Applying knowledge to our labor is critical for two reasons, one, so we are efficient at what we do, and two, that we are doing the right things. Because the third resource group? The stuff, the capital? Throughout human history, humans have always been able to say "Well, we only have the stuff that the humans who went before us were smart enough to leave us.” So what are we making? How is it useful not just for us, but for all those who come after us? A major example: We know that all the human generations who come after us will want electricity for powering all the wonderful things it does, just like us. It is critical that all electrical generation systems we make from now on don't hurt the natural resources. No fossil fuels for electricity sources. They cause global heating. Nuclear reactors don’t cause global heating but there is still the important question: can nuclear waste be made safe for the long term? Let’s leave the best physical capital possible for those that come after us, whether that is buildings, electrical systems, transportation systems or anything else we build.
What I love about this five resource way of looking at things is this. Whatever your religion, your politics, or the age in which you were born into, we need those resources to live. This brings up "What is a quality life?" At the end of your life, what are you going to want to be able to say that you did? For some people their first answer might be "Oh I got to travel here,” or “I got to play with this.”, or some other self-centered response. But with our present situation on Earth, with so many of the five resources everyone needs under threat, all of us humans need from each other a much better answer. We need to be honestly able to say at the end of our lives; “I was a helper”. And how do you know you are helping, leaving a legacy you can be proud of? It's how you helped the five resources that we all need to live. It’s an ideal, possibly achievable: think about if everyone had this goal of being a helper. Wouldn’t it be really great if you could reliably know that every stranger you meet was someone you could trust was a helper? Helping the resources that we all need to live? Let’s strive for that.
The five resources is a clear framework enabling us to weigh whether our endeavors, large or small, individual, corporate or governmental, are good or bad. It gives us a way to call out when individual or corporate economic interest tramples over what is best for the resources we all need on Earth. It is a real problem with our present system that once somebody comes up with a way to make money, so many will do anything and everything they can to keep that source of money, no matter how detrimental it is to all of us. We can and should rationally call out what is detrimental to the five resources we all need to live.
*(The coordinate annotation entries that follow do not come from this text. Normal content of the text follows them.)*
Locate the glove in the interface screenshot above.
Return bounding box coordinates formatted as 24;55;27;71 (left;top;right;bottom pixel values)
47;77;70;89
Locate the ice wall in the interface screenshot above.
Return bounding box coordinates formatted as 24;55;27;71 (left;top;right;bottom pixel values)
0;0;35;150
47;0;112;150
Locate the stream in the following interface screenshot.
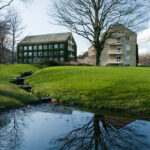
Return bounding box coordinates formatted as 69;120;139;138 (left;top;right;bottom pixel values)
0;104;150;150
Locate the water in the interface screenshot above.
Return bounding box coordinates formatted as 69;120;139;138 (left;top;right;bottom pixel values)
0;104;150;150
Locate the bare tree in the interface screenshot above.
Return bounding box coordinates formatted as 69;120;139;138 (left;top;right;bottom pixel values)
50;0;146;66
0;19;9;63
8;8;24;63
50;114;150;150
0;0;14;10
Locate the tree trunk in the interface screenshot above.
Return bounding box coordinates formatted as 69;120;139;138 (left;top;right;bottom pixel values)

With knowledge being so critical for the four other resources. It is important to know both what knowledge is, and what can damage or destroy it. For everything we do we count on reliable knowledge. Here is a great definition of science from Jared Diamond. "Science is a process. It is the acquisition of reliable knowledge." As soon as you lie about something it is no longer science. A primary example of this is fossil fuel corporations lying to suppress the science of climate. The continued pushing of fossil fuel usage while we know it is the primary cause of our overheating Earth is a crime against the resources all need to live. There are many other examples of individual economic interests trampling over what is best for all, by lying about what the real science is. We have to call out and stop any such detrimental actions.
The best way to protect knowledge is to both ask of ourselves and others “What do you teach?” What knowledge do we pass to all generations that come after us? I submit that the most important thing to teach is the five resources we all need to live. It is universal. Let’s teach that to everyone.